Não era madeira de lei, mas um simples pedaço de
lenha, daqueles que no inverno se põe no fogareiro e na
lareira para esquentar a sala.
Não sei como aconteceu, mas o caso foi que, num belo
dia, esse pedaço de madeira apareceu na oficina de um
velho marceneiro chamado mestre Antonio, mas que todos
chamavam de mestre Goiaba porque a ponta do seu nariz
estava sempre brilhante e vermelha como uma goiabada
madura.
Logo que o mestre Goiaba viu aquele pedaço de
madeira, ficou muito animado e, esfregando as mãos, falou
sozinho em voz baixa:
— Esta madeira apareceu na hora certa, quero usá-la
para fazer a perna de uma mesinha.
De fato, logo pegou o machado afiado para tirar a
cortiça e desbastá-la; mas ao se preparar para dar a
primeira machadada, manteve o braço no ar, pois escutou
uma voz bem baixinha:
— Não me bata muito forte!
Imaginem como o bom e velho mestre Goiaba ficou!
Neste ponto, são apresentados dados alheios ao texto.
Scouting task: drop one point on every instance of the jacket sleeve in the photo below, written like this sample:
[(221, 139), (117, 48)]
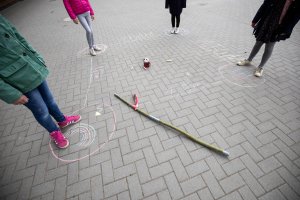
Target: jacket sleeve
[(91, 9), (23, 41), (290, 21), (69, 9), (261, 11), (167, 4), (183, 3), (8, 93)]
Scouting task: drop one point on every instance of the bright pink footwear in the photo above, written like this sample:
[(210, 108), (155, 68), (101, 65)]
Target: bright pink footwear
[(59, 139), (69, 120)]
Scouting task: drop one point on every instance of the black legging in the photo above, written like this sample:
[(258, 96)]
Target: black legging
[(177, 20)]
Zonzo, girou os olhos pela sala para ver de onde teria
saído aquela vozinha, mas não viu ninguém! Olhou
embaixo do banco, e não havia ninguém; olhou dentro de
um armário que ficava sempre fechado, ninguém; olhou no
cestinho de lascas de madeira, ninguém; abriu a porta da
oficina para dar uma olhada inclusive na rua, ninguém. E
então…?
— Entendi — disse, agora rindo e coçando a peruca. —
Aquela vozinha é fruto da minha imaginação. Vamos voltar
ao trabalho.
Pegou novamente o machado e lascou um belo golpe
no pedaço de madeira.
— Ai! Você me machucou! — gritou a mesma vozinha.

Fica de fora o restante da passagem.